07話 噂の真相 2

 星野誠が香水の女性を連れ立って階下へ消えると、ホワイエには平和が訪れた。


 ビニール傘の雨粒のように付きつ離れつしながら残された社員が小さな集団を作り始めると、それに呼応するかのように騒然とした空気は影を潜め、張り詰めていた緊迫感も徐々に薄れゆく。しばらくその間その様子を見守り、いつもの職場が戻って来たことを確認すると、上宇宿はそこでようやく肩の力を抜くことができた。

 これなら大丈夫だろう。

 そう判断した上宇宿だったが、本来の持ち場に戻ろうと踵を返す直前、前方からやって来た二人の女性と目が合った。


「すみません。ちょっとお尋ねしたいことがあるんですけど……」


 一人は長い黒髪、もう一人はセミロングで、二人とも一眼レフの大きなカメラを首から下げている。上宇宿は二人の顔に見覚えがあった。

 三時間余りにも及んだ発表会の間、舞台袖や会場の隅っこで着席することもなく登壇者にレンズ向けていた広報担当だ。

 

「はい。いかがなさいましたか?」


「あそこに背の高いイケメンがいたと思うんですけど、どこに行ったかご存知ないですか?」


 上宇宿は彼女たちが探しているその人物が星野誠であることを瞬時に悟る。

 彼は十分ほど前、トイレに行くと言って香水の女性と共にエスカレーターを下って行った。

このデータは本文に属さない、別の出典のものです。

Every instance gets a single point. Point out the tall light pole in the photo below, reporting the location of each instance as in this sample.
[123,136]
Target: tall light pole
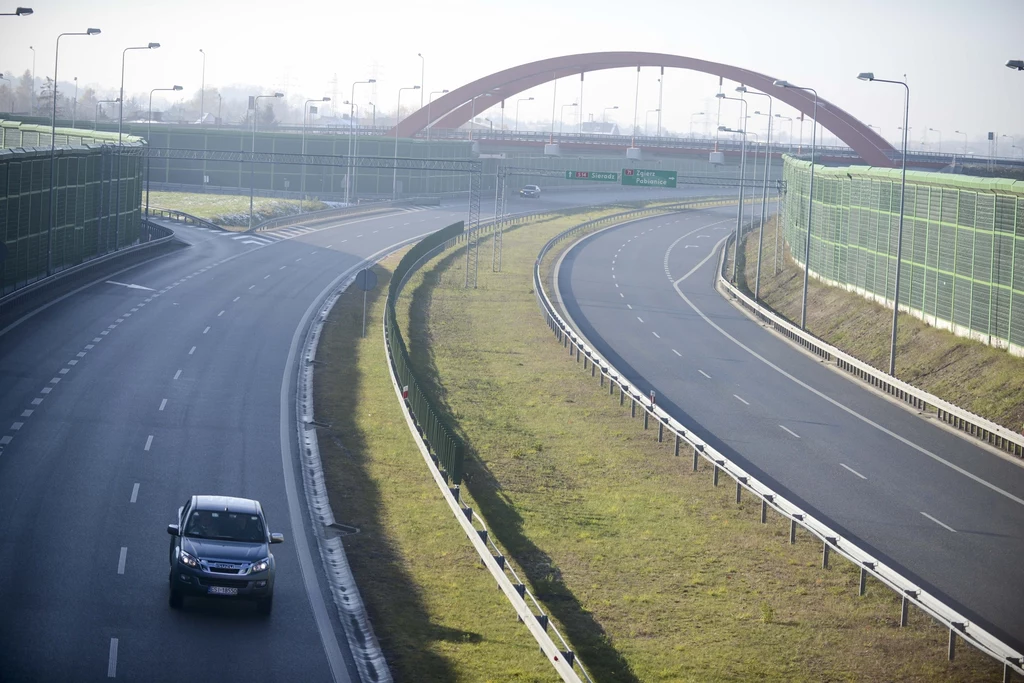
[810,196]
[202,94]
[521,99]
[302,183]
[867,76]
[397,120]
[429,100]
[148,141]
[742,164]
[960,132]
[53,146]
[121,112]
[351,113]
[252,158]
[561,115]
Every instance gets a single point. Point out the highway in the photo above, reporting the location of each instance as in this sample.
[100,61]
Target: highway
[947,513]
[172,379]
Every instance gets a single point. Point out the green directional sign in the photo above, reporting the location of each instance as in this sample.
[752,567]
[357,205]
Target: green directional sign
[639,176]
[592,175]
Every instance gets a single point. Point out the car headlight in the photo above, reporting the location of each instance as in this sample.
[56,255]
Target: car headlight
[187,559]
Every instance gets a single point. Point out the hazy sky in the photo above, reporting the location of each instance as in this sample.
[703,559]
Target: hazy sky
[952,51]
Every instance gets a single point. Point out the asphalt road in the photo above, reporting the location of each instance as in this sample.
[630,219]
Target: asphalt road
[124,399]
[946,512]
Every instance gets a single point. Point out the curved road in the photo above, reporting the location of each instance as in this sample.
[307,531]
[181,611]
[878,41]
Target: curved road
[945,511]
[122,400]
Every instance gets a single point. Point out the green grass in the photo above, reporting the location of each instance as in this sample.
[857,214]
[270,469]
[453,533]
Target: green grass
[230,210]
[977,377]
[651,572]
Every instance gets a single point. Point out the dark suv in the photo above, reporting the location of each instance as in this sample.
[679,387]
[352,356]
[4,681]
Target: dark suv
[220,547]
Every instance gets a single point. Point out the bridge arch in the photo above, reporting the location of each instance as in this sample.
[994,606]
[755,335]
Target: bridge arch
[456,108]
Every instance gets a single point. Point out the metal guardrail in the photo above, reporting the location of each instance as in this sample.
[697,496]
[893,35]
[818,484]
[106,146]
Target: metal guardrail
[957,625]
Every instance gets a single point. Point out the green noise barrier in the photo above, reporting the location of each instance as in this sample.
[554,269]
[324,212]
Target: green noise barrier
[963,257]
[444,444]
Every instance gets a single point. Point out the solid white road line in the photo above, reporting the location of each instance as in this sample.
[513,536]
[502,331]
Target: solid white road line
[847,467]
[945,526]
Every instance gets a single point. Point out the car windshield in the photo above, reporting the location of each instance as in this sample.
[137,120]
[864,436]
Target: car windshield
[225,526]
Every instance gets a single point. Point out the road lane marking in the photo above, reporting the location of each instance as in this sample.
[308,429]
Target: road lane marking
[847,467]
[784,428]
[112,659]
[945,526]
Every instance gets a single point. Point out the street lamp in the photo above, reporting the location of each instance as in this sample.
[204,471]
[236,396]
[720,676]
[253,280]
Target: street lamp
[430,99]
[902,196]
[646,121]
[121,111]
[561,114]
[302,184]
[53,144]
[397,120]
[351,113]
[810,196]
[960,132]
[742,164]
[148,141]
[252,158]
[521,99]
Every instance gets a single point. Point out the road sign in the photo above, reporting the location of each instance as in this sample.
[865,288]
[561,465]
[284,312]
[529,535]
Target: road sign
[592,175]
[639,176]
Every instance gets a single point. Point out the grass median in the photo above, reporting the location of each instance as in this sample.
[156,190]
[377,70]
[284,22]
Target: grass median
[652,573]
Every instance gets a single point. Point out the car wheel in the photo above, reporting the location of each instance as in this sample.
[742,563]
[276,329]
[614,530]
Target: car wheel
[264,605]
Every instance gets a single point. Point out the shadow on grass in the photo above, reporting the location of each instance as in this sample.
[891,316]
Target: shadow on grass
[393,599]
[582,630]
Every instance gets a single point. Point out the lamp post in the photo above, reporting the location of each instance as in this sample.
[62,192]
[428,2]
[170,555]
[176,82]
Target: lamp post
[646,121]
[397,120]
[429,100]
[148,141]
[810,197]
[902,196]
[521,99]
[302,182]
[53,145]
[960,132]
[351,113]
[202,92]
[121,111]
[252,158]
[742,164]
[561,115]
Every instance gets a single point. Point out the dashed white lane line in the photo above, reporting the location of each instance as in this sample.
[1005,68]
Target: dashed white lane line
[945,526]
[786,429]
[850,469]
[112,659]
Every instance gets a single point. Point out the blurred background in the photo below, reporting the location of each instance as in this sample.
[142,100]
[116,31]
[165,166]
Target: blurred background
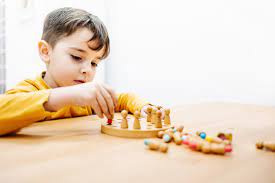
[170,52]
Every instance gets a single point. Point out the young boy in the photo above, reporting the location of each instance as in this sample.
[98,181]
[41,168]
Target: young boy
[73,44]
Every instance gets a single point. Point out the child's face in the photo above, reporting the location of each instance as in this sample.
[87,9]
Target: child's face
[72,61]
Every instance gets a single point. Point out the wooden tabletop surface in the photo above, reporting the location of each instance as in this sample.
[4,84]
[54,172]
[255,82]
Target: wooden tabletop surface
[74,150]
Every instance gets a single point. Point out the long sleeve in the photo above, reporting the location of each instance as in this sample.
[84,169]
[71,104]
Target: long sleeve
[130,102]
[21,109]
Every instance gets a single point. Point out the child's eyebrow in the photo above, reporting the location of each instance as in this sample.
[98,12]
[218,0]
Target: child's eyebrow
[84,51]
[78,49]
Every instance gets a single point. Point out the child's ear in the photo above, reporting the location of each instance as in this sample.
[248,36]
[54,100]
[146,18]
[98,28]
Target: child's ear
[44,49]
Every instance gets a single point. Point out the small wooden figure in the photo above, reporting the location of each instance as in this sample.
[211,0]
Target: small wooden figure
[177,138]
[268,145]
[149,114]
[160,134]
[153,116]
[124,123]
[167,117]
[158,123]
[163,147]
[180,128]
[136,121]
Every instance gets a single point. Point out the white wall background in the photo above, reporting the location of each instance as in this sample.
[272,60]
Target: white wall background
[177,52]
[171,52]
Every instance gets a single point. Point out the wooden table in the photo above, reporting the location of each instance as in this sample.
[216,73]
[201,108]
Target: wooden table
[74,150]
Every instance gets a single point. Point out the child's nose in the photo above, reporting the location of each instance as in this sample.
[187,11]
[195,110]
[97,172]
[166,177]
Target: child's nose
[86,68]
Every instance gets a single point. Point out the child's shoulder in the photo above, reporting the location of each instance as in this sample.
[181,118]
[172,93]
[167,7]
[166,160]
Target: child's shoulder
[29,85]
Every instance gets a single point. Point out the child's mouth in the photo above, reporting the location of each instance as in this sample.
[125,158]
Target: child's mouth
[79,81]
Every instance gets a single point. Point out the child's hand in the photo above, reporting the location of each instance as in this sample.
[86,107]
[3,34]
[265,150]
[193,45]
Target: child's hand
[144,110]
[101,98]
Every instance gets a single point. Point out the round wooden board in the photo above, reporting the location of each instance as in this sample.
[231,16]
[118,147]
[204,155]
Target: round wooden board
[147,129]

その光景を見ていた取り巻きたちは悲嘆に暮れ「トイレにまでくっついて行くなんて信じられない!」と口々に恨み言を吐いていたが、幸か不幸か、二人の退場によりホワイエの秩序は保たれた。

 現場の責任者としては一触即発の危機が回避され安堵の一言に尽きる。しかし一個人としての感想を述べるなら上宇宿も残された女性たちの意見に賛同するところであった。

 顔の造作が人より優れているというだけで、一般人である彼がここまで執拗に追い回される理由はない。介助が必要な子供でもあるまいに、自分がもよおしているわけでもないのに、他人のトイレに同行しようなどとは思わないものだが、彼女は真夏のチューイングガムのように星野誠にべったりくっついて離れようとしなかった。さすがにやりすぎだ。

 ただ、その会話に聞き耳を立て、目を皿のようにして二人の動向を監視していた女性たちも人のことは言えないだろう。トイレに付いて行かない分『常識的』というだけで、星野誠にとってこの場所が衆人環視の牢獄であることに変わりはない。

 件の女性は少し前に一人でこちらのフロアに戻ってきて、今は初老の男性が集う輪の中で楽しそうに談笑している。トイレに籠ってしまったのか、星野誠の姿はどこにも見当たらず、そうまでして解放を望んでいる彼のことを思うと、ホテルマンとしては安易に顧客の行き先を伝えるのは気が引けた。

 上宇宿は彼女たちの問いかけに眉を寄せ、心底残念そうな顔で応じる。


「申し訳ありません。私の方では分かりかねます」


「あーあ。もう、どこに行っちゃったのかなぁ……」


「逃げちゃったんじゃないですか? ついさっき、あっちの方を通りがかった時、彼のお方も『いつの間にかいなくなった』って愚痴ってましたよ」


 幸いなことに、二人はそれ以上の詮索はしてこなかった。そして、上宇宿が立つ扉の前にある豪奢な柱へと身を寄せ、ボソボソと会話を始めた。二人の口調から察するに背の高い黒髪の女性の方が後輩のようだ。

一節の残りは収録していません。